MP/H Rules/Multiple primaries--Bladder: Is this a single primary or multiple primaries? Transurethral resection of the bladder identifies two bladder tumors. Pathology states one is high grade papillary carcinoma (8130/3) and the other is lymphoepithelioma-like urothelial carcinoma (8082/3). Lymphoepithelioma-like is listed as a urothelial type in Table 1 but rule M6 does not include it in the list of histologies and we are not told to refer to Table 1. M8 refers to Table 1 but does not include multiple bladder tumors (C67_). Specify which rule would apply and why.
Rule M9 applies to this case. Abstract two primaries.
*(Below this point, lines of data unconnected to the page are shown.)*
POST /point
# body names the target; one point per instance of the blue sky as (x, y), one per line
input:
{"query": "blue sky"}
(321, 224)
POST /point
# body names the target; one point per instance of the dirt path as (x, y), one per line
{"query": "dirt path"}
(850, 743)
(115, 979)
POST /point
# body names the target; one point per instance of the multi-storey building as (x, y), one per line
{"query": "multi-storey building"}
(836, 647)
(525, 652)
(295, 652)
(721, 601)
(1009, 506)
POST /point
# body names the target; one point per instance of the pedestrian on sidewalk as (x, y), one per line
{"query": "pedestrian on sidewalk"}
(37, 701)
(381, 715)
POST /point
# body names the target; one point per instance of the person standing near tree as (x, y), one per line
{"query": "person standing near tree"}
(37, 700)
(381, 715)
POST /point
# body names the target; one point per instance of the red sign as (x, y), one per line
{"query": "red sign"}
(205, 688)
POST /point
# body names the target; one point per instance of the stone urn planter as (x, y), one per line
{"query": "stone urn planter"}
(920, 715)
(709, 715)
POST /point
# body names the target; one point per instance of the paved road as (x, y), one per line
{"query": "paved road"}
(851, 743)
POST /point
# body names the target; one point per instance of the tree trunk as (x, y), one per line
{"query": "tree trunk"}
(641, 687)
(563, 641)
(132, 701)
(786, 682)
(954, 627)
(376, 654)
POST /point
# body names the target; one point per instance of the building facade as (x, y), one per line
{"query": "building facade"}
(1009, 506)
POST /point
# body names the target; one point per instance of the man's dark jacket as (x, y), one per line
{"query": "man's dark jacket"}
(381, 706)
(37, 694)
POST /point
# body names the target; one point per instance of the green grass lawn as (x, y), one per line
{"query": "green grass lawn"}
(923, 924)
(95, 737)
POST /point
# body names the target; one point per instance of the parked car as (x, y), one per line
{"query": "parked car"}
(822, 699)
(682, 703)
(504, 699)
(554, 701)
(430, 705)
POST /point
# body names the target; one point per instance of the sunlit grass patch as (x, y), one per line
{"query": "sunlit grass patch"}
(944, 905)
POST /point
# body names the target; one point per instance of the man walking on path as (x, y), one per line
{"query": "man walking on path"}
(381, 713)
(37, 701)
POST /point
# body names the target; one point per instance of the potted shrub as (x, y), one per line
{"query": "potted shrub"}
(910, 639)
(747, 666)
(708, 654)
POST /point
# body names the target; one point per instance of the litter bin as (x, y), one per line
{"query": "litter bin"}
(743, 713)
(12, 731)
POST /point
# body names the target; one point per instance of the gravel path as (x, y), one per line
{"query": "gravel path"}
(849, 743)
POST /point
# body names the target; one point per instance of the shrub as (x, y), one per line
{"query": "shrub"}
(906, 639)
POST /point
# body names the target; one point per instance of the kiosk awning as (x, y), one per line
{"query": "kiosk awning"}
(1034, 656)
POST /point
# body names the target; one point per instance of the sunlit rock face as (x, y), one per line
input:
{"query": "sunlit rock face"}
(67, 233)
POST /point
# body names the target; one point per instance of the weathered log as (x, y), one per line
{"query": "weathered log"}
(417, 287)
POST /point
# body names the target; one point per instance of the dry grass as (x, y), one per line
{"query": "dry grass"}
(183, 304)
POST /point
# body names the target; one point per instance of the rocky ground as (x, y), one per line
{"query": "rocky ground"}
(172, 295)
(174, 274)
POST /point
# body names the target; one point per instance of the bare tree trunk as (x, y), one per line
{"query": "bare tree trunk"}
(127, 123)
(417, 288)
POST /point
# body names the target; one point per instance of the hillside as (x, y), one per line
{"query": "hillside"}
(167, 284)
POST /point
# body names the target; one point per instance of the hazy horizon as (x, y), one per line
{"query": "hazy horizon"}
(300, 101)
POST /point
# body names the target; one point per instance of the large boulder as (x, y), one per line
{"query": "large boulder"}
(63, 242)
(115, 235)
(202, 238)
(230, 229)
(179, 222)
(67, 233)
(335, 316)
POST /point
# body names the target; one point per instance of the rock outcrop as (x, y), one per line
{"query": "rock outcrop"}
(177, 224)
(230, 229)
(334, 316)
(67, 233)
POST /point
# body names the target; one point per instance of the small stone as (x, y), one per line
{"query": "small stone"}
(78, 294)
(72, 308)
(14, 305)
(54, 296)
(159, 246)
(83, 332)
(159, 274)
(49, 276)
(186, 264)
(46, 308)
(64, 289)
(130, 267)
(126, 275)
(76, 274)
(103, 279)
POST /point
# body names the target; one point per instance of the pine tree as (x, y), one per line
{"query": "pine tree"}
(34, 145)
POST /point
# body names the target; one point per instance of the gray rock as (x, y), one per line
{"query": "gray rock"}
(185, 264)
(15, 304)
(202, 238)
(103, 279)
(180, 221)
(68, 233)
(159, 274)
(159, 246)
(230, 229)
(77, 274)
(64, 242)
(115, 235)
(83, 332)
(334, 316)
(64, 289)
M6 does not apply to this case because code 8082 is not one of the applicable histology codes for M6. This situation will be reviewed as we prepare the next version of the rules.
MP/H Rules/Multiple Primaries--Bladder/Renal Pelvis: Is a non-invasive papillary transitional cell carcinoma of the bladder diagnosed one year after the occurrence of an invasive papillary transitional cell carcinoma of the renal pelvis reported as one or two primaries?
For cases diagnosed 2007 or later:
This is a single primary with renal pelvis as primary site.
Use the 2007 MP/H rules to determine if the 2007 diagnosis is a new primary. Use the Urinary rules, multiple tumors module. Start with rule M3. Follow the rules down to Rule M8 and stop. This is an example of implantation effect.